Мы лежали, как монетки в кепке нищего, добытые потом и трудом, добытые калечеством монетки побродили по свету достаточно и вот собрались вместе, чтобы дать человеку за муки вознаграждение. Он брал нас в кулак, потрясывая, и что-то торжествующе звенело, взрывалось, когда бросал на сцену. Настоящий, конечно же, настоящий, никем не притворялся.

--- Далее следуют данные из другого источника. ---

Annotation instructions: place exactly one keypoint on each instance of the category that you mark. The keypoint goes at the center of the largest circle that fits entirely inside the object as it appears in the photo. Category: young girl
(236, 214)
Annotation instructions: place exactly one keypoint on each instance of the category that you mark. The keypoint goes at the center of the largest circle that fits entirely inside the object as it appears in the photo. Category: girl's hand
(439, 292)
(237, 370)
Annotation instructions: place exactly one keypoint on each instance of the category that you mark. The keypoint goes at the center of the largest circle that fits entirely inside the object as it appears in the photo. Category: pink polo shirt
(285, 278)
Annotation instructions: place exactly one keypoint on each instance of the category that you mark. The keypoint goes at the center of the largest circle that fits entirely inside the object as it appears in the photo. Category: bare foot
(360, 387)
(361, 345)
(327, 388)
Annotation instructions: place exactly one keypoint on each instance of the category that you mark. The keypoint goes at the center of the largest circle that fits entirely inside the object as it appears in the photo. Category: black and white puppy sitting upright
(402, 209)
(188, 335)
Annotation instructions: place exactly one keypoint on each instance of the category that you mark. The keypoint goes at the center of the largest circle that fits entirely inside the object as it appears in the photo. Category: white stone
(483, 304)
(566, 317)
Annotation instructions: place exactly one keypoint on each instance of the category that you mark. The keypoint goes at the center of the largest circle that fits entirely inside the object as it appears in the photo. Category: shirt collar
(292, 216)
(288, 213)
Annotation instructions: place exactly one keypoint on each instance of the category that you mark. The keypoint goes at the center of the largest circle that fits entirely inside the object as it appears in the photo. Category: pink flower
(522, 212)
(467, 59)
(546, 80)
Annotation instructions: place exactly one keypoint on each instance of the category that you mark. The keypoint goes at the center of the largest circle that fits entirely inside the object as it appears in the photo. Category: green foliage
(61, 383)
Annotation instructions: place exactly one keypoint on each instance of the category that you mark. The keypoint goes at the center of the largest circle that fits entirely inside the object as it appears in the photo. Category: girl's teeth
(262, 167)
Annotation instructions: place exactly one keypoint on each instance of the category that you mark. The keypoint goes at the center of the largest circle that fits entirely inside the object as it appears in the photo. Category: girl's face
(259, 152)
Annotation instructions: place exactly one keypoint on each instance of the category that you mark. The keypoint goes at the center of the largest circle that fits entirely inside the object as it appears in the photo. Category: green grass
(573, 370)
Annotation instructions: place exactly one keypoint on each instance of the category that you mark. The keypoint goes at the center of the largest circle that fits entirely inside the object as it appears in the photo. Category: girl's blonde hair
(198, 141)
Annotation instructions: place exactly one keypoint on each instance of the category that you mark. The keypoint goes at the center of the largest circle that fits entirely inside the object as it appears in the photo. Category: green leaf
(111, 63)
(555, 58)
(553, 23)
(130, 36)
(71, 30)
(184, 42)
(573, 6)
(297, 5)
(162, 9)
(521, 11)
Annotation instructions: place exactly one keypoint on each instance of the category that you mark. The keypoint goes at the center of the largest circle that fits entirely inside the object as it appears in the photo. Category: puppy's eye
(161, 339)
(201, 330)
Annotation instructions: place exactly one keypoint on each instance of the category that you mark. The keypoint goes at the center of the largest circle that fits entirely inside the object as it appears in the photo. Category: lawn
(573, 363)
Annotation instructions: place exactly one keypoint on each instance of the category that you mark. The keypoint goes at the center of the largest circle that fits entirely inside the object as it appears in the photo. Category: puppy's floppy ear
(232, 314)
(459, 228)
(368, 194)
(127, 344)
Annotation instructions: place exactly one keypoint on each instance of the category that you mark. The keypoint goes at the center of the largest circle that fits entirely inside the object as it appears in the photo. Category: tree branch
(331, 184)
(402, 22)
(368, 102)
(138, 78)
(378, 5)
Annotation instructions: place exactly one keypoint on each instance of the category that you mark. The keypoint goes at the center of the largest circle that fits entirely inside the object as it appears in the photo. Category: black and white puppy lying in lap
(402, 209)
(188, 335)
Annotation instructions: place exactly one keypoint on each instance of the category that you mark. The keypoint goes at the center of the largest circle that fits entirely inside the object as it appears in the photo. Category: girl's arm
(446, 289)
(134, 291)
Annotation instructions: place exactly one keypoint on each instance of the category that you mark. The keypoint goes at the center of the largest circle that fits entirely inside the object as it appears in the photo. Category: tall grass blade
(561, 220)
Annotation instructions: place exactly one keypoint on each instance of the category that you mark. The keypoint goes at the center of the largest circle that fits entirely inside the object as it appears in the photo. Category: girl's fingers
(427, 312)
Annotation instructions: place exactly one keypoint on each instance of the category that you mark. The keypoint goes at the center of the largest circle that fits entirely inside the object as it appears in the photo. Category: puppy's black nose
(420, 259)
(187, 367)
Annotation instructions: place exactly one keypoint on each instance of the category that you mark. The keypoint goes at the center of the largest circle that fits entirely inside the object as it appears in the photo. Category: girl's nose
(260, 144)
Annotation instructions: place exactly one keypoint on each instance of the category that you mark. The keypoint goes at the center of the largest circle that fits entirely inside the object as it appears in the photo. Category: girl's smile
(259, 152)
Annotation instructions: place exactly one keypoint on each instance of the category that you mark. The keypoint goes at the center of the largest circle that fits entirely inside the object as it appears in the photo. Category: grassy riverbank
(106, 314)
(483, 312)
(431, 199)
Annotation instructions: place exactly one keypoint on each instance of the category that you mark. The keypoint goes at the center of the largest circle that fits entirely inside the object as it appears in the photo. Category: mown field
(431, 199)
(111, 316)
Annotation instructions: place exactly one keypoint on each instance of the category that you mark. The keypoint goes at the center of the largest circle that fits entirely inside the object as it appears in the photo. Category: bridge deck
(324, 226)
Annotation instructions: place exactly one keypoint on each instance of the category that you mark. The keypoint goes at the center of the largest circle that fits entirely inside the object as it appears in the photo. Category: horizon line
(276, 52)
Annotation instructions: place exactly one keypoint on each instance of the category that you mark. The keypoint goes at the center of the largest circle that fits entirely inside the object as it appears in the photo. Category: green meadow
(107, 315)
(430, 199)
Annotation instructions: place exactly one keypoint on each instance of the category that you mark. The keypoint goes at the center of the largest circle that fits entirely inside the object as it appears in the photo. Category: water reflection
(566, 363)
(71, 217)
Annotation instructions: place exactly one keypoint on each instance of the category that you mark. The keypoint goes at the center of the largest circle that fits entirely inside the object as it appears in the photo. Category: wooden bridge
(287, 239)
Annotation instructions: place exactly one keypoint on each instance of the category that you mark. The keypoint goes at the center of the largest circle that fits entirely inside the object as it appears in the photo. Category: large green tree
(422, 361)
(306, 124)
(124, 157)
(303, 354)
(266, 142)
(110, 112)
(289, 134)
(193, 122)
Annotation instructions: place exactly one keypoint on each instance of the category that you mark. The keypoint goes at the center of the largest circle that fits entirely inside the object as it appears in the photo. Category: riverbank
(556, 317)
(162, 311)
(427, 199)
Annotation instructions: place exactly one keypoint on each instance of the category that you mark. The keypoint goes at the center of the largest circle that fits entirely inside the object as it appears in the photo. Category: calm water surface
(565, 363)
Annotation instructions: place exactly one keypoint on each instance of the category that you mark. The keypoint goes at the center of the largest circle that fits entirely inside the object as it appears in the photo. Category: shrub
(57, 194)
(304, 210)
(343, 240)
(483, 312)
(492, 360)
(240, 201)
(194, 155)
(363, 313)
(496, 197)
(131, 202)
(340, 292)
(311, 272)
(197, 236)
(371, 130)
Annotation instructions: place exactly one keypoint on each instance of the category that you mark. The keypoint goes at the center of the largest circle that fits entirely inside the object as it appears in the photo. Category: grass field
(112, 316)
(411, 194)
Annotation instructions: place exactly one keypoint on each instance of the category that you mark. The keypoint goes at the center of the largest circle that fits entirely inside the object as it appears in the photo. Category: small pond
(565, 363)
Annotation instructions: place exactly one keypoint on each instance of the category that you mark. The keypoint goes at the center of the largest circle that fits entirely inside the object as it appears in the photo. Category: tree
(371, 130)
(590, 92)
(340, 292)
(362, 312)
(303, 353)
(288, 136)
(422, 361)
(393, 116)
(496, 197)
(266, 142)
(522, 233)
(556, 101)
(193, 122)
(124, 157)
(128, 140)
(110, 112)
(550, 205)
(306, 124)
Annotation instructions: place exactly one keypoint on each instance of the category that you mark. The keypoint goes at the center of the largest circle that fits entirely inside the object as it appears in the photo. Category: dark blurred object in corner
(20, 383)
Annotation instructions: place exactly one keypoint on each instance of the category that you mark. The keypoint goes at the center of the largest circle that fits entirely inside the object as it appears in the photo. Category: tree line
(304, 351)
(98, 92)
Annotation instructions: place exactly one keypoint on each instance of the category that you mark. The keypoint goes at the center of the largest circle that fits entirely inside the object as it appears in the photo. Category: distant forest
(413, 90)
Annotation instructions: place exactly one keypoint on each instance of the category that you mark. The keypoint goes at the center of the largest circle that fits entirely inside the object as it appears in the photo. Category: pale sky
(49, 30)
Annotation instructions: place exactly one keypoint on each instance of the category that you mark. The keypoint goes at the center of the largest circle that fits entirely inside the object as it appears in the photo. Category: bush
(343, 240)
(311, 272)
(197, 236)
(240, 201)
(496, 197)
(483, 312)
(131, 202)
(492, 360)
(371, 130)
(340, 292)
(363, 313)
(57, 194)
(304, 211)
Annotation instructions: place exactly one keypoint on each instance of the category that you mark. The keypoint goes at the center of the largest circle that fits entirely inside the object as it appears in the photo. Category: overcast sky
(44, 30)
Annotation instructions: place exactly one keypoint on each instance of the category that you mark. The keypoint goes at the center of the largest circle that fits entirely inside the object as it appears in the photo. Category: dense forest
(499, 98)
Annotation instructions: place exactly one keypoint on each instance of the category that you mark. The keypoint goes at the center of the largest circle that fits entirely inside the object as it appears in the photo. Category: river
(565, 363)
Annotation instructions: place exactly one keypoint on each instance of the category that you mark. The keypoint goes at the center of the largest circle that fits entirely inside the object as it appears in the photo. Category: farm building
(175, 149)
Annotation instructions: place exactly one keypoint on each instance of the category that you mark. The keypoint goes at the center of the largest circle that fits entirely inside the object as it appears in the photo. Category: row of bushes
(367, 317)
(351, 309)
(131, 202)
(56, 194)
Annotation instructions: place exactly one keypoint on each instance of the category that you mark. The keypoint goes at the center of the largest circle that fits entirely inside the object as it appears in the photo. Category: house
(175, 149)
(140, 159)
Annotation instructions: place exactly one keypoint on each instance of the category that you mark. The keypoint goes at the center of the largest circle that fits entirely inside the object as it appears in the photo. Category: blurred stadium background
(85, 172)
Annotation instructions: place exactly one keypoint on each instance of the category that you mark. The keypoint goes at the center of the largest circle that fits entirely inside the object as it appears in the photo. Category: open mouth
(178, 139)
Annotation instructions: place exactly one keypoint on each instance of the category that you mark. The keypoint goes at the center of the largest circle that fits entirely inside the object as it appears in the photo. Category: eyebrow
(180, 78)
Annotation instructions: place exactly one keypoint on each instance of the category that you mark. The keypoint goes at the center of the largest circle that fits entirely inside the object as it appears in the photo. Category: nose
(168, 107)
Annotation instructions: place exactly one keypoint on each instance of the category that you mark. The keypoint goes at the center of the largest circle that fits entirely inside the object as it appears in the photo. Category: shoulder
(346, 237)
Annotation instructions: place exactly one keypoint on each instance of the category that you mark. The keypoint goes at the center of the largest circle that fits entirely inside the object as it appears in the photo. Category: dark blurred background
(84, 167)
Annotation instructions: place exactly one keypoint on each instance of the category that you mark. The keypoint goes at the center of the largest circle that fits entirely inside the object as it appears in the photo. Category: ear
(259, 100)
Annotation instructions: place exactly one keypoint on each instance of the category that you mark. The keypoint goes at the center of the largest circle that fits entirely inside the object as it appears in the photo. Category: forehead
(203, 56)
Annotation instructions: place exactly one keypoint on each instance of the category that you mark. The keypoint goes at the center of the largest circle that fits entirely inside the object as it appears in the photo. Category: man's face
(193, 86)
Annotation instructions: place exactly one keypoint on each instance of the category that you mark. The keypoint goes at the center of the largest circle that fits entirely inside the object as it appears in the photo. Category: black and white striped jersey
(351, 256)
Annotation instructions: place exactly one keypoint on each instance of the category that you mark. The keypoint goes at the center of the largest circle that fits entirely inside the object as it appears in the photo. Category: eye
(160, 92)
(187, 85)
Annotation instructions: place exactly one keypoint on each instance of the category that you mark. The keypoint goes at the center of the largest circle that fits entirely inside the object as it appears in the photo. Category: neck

Если без метафор, то настоящего в жизни совсем мало: два-три ощущения, пять-шесть запахов и один ровный звук твоей души, ровно столько, чтобы успеть вспомнить перед смертью. Это были именно те известные ему звуки и запахи, и, когда говорили, что в «Ревизоре» он непоэтичен, Эмилия хохотала — как будто был поэтичен тот, другой, носатый и золотушный, тщеславный и одинокий, погрязший в мелочах, всех измучивший, даже собственную мать, требованиями сообщать ему в Рим подробности про нашу жуткую жизнь, от которой он не мог оторваться, был прикручен пуповиной. Эта-то пуповина, эта прикрученность и боль единственные могли называться поэзией. И деревянный сортир, по которому носились белые мыши и куда удалялся Хлестаков, как он сам говорил: «под сень любовных струй», должно быть, напоминал Игорю екатеринославский сортир его детства, а без этого сортира оставались только облака одни, а они, как известно, ежесекундно меняют форму. Есть только ладонь, неповторимость линий, неповторимость прикосновения.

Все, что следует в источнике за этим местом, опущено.